Cependant, le nombre d’apprentis continue de baisser. Aussi, l’objectif de 500 000 jeunes en apprentissage en 2017 est ambitieux et utile au regard de l’insertion professionnelle réussie d’un grand nombre d’apprentis. Pour y parvenir, il faut trouver des réponses aux principaux freins qui se situent chez les jeunes eux-mêmes.
Le premier, c’est l’âge. Les apprentis mineurs trouvent difficilement un employeur. Les contraintes liées à l’embauche d’un mineur sont plus exigeantes et plus limitées en matière de sécurité.
Le deuxième frein, c’est l’adaptation du système. Dans les secteurs où le travail est organisé en équipe, où les horaires ne correspondent pas à ceux du système scolaire, il paraît essentiel d’aménager et de simplifier la procédure permettant aux jeunes de suivre le même rythme de travail que celui de l’équipe dans laquelle ils se forment. De même, trop d’apprentis échouent aux examens car le temps passé en entreprise laisse peu de place à leur préparation.

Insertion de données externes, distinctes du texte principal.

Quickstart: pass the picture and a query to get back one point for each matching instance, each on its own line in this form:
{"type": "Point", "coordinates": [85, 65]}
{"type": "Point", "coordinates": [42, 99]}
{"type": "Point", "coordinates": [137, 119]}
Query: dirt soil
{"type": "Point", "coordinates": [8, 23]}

Le troisième frein, c’est la mobilité. En effet, les spécialités ne sont pas enseignées partout. Les transports scolaires ne permettent pas toujours aux jeunes de se rendre dans leur établissement. Or, chaque structure ne dispose pas d’un internat et, quand elle en est pourvue, il n’est que très rarement mixte. Le problème se répète doublement lorsque les jeunes ne trouvent pas d’employeur à proximité de chez eux. Quand ils n’ont pas un parent pour les véhiculer, quand ils ne peuvent financer ni l’achat d’une voiture, ni la location d’un logement, la volonté de suivre un apprentissage est anéantie par une dure réalité. C’est un point que les responsables d’établissement que j’ai rencontrés ont unanimement soulevé.
J’ai appris beaucoup en visitant ces établissements. J’ai rencontré des apprentis, formateurs, responsables d’établissement, qui disent avec cœur que l’apprentissage est une voie d’excellence et d’épanouissement. J’ai appris que les leviers pour faire changer les mentalités étaient à portée de main.
En parler. En parler en bien.
C’est le sens de la réunion que j’organise ce jeudi 19 mai, à 18h30, salle de L’Oiseau Bleu, à St-Wandrille-Rançon.